DPKO vs. PBC In their comments, Japan and Indonesia suggested that the PBC become the primary intergovernmental body to take the process of peacebuilding forward within the UN. Japan also highlighted the ability of PBC to mobilize resources and promote coordination of all the actors involved in peacebuilding. Canada and the United Kingdom commented that they were pleased to see the two UN bodies (DPKO and PBC) cooperating with one another.
Limits to DPKO and PBC France shed light on the limits of DPKO on the ground and the need for the experienced UN agencies to take over on the ground. With regard to PBC, UNDP explained that a major impediment to the peacebuilding agenda is a lack of adequate funding. With transition funding, UNDP believes that the Peacebuilding Commission will be able to translate its agenda on the ground. Former USG of DPKO, Alain le Roy, explained that in order to collaborate better with the PBC, DPKO would have to engage more in the planning stages of peacebuilding missions where the gaps are crystallizing.

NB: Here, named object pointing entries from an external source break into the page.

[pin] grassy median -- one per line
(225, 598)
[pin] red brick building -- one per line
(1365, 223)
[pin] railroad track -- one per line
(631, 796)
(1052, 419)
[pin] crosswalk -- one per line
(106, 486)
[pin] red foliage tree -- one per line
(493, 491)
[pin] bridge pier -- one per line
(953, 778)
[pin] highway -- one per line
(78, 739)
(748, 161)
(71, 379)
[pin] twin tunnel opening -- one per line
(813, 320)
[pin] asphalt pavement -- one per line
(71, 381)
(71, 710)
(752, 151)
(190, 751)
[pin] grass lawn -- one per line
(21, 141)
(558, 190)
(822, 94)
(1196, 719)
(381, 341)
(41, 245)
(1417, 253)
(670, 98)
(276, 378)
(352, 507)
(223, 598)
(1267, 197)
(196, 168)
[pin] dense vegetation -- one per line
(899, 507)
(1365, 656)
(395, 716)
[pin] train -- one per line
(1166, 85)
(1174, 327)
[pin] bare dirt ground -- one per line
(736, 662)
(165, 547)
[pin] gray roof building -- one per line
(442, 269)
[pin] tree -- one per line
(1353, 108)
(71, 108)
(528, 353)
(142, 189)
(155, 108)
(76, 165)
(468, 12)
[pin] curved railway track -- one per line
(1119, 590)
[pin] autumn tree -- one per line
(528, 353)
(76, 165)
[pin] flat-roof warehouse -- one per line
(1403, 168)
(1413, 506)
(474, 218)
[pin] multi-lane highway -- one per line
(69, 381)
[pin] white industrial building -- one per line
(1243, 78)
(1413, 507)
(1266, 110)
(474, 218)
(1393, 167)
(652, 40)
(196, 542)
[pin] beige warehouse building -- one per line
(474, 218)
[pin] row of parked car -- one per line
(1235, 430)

Problems with the Concept Paper In comments, Ukraine expressed its concern over the interpretation of the terms peacekeeping and peacebuilding described in the document. The country stressed the need for more discussion in C-34 on the role of Member States in the early stages of peacebuilding.
Closing Remarks The Chair offered concluding remarks on the remaining need for the PBC to be properly resourced, along with a general sense of international purpose in its approach to peacebuilding. The dialogue between the PBC and SGC presented the first example of regional approach to peacebuilding. It highlighted three main areas: cross border challenges, lesson sharing and, areas to support sub-regions.